Section 4.1: Work & Mechanical Energy

Work is done when a force acts on an object to move it. Mechanical energy is the sum of an object's kinetic and potential energies.

        Work: \( W = F \cdot d \cdot \cos \theta \), where \(F\) is force, \(d\) is displacement, and \(\theta\) is the angle between them.
      

        Kinetic Energy: \( KE = \frac{1}{2} m v^2 \) 

        Potential Energy: \( PE = m g h \) 

        Mechanical Energy: \( ME = KE + PE \)

Example 1

A 5 kg box is pushed 10 m with a force of 20 N at 30° to horizontal. Calculate work done.

\( W = F d \cos \theta = 20 \cdot 10 \cdot \cos 30^\circ \approx 173.2 \text{ J} \)

A 2 kg object is dropped from 5 m.
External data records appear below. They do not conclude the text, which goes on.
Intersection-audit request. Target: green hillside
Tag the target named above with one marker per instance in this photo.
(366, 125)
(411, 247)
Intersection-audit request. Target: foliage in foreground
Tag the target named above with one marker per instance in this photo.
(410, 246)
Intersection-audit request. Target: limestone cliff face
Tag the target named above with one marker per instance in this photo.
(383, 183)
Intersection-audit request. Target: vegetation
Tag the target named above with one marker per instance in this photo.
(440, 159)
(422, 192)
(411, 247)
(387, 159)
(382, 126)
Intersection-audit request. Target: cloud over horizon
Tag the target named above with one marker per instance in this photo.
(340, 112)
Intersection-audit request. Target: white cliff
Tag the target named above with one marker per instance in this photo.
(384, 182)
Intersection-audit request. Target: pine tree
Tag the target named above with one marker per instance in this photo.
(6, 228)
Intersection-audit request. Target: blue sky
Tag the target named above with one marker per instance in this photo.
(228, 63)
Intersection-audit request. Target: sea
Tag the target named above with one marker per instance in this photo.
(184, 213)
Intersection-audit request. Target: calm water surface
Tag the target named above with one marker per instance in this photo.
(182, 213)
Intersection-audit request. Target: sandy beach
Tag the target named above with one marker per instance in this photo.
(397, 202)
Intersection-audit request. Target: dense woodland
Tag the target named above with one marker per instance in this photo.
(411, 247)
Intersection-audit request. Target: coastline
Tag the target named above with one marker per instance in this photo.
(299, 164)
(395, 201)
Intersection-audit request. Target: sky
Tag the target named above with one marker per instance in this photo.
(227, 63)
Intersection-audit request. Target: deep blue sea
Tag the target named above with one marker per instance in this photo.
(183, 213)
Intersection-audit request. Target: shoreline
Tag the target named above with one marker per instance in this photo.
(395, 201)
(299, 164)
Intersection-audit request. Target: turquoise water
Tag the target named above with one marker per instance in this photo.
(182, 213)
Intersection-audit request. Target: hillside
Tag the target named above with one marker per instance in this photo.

Find its kinetic energy just before hitting the ground.

\( PE = m g h = 2 \cdot 9.8 \cdot 5 = 98 \text{ J} \)

Just before impact, \( KE = 98 \text{ J} \) (assuming no friction)

A 10 kg object is lifted 2 m vertically. Find work done by gravity and by applied force.
A 5 kg mass moves with 3 m/s. Find its kinetic energy.
Compute mechanical energy of a 2 kg object at height 4 m moving at 5 m/s.
A block is pushed along a frictionless surface with 15 N force over 6 m at 0° angle. Find work done.
Calculate the height from which a 3 kg ball should fall to reach 45 J of kinetic energy just before impact.